ANCHORAGE — A woman named Thursday as an accomplice in a man's jailbreak had visited the inmate at Mat-Su Pretrial Facility at least two dozen times since his most recent incarceration in November, according to the Department of Corrections.
Kosha Lynae Jacob, 22, made her last visit to see Kent C. Matte on Tuesday, the day before Matte's escape, according to a corrections spokesman who cited jail visitation records. Jacob saw Matte 15 times in November and eight times in December, the records show.
Few other details about their relationship or the escape were made available by Alaska State Troopers, who were handling the investigation.
Matte, 44, broke out after breakfast Wednesday and was back behind bars before dinner.
A manhunt by multiple law enforcement agencies, led by troopers, tracked Matte across the Matanuska-Susitna Borough from the Palmer jail to a home in Wasilla, troopers said Thursday.
Jacob, a Wasilla resident, was arrested on charges of helping Matte escape and of hindering prosecution.
Matte got free by working apart links in a recreation yard cage, throwing his blue coat atop razor wire on a 12-foot fence and climbing over, according to the Department of Corrections.
Six corrections officers -- the minimum staffing level for the jail -- were watching over the 104 inmates there, Sam Edwards, a deputy commissioner of corrections, said Wednesday. The jail's capacity is 105 inmates but it has been over capacity with as many as 120 prisoners recently, Edwards said.
No officers were present with the three inmates in the recreation yard at the time of Matte's escape, Edwards said. Corrections policies do not require officers to monitor a camera in the yard continuously, he said.
Corrections officials do not have any reason to think Matte started to unweave the fence any earlier than Wednesday morning, Garland Armstrong, director of the department's division of institutions, said at a press conference Thursday.

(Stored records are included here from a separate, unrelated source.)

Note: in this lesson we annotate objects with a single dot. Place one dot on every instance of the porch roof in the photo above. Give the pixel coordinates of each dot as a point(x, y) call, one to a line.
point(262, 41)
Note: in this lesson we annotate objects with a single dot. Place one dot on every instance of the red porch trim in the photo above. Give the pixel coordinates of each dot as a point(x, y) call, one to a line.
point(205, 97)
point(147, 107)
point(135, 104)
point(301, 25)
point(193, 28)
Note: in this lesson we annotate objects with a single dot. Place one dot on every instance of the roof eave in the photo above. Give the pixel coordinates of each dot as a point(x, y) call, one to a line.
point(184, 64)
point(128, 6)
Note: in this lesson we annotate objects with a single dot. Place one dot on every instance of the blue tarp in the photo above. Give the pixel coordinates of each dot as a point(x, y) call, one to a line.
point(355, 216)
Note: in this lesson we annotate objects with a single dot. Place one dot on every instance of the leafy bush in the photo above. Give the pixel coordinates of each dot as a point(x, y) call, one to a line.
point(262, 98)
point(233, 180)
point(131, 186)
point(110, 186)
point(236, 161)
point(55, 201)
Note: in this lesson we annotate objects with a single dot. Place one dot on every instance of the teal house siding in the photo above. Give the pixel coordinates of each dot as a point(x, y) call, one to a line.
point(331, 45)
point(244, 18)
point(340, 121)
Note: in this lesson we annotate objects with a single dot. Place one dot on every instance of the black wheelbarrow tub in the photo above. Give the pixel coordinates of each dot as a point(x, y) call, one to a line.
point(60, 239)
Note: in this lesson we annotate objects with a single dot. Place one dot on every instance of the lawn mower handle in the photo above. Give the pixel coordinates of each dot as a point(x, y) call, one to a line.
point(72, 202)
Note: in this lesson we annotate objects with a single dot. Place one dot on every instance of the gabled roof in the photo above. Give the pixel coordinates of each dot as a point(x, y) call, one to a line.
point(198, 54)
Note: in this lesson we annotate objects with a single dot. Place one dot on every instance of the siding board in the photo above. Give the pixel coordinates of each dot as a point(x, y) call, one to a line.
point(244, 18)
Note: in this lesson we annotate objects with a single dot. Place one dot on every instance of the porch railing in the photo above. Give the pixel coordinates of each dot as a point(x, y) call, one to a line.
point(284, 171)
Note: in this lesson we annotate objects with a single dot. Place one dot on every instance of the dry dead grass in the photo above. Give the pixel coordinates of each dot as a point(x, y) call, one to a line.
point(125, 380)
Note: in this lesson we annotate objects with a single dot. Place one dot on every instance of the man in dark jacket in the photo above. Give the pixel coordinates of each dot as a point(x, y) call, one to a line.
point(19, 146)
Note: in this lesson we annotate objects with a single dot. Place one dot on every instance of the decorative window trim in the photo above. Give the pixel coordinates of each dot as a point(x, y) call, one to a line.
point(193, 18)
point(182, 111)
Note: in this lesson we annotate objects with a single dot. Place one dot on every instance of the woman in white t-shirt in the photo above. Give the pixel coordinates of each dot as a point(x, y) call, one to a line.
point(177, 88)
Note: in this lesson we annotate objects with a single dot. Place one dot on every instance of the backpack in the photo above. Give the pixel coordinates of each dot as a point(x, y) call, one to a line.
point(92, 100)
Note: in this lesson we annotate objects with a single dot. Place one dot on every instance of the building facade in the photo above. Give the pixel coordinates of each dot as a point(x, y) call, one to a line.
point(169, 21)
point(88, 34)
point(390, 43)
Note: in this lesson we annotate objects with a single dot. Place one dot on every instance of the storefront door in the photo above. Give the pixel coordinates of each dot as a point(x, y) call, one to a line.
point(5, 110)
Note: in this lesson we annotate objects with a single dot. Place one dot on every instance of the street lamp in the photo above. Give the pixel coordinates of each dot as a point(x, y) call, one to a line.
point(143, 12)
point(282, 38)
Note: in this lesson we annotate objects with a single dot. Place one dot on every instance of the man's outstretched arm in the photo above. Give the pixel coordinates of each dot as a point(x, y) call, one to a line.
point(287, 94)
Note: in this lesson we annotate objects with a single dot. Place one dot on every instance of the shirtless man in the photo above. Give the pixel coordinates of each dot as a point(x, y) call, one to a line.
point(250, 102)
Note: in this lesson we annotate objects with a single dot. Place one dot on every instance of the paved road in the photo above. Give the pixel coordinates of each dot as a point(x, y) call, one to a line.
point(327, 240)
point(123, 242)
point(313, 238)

Matte cut his hands and torso climbing over the second fence. Hospital staff stitched him up after the capture, Armstrong said.
Matte was back in custody at 2:30 p.m. after more than six hours on the lam.
Citing a trooper's affidavit, The Associated Press reported that a man at Jacob's home told authorities he transported the pair to an abandoned house near the Parks Highway and Stanley Road, where troopers later found Matte. The man said he didn't know until later that Matte had escaped from jail.
As authorities surrounded the house, Matte tried to flee but was arrested quickly and without injuring anybody, troopers said.
Matte now faces felony escape charges, according to court records.
Court records indicate Matte was awaiting trial for burglary, criminal mischief, theft of a firearm or explosive, possession of a controlled substance and failure to stop at the direction of a police officer.
After his capture and booking in Palmer, prisoner transport officers moved him to the Anchorage jail, where he was being held Thursday in a maximum-security segregation unit, which means he is isolated from the general population and with restricted movement, Armstrong said.
"Based on the events that occurred, his actions and behavior, obviously a better place for him at this particular moment is the Anchorage jail," Armstrong said. "There's a maximum-security segregation unit at the Anchorage jail and it's better housing for him at this time."
There's not much difference between the segregation unit and solitary confinement, Armstrong said.
While troopers released a description of Matte on Wednesday morning shortly after the escape, the agency declined to release a photo or an identity. Media received a picture and name just before he was caught.
Troopers spokeswoman Megan Peters defended the decision to not release Matte's name or picture for several hours.
"Based on the information we have in front of us, and the information we are working with, we didn't feel we (had) an overwhelming reason to put it out to the public," Peters said. "We don't normally release photos of suspects unless there's an overwhelming danger to public safety."
An internal review of all aspects of the jail's operations -- including policies, fence construction and procedures, security in the recreation yard, staffing levels and officer placement -- is under way in the wake of the escape, Armstrong said.
"Once the review is done, we'll make the necessary changes and proceed from there," Armstrong said. Those changes would not be made public, he said.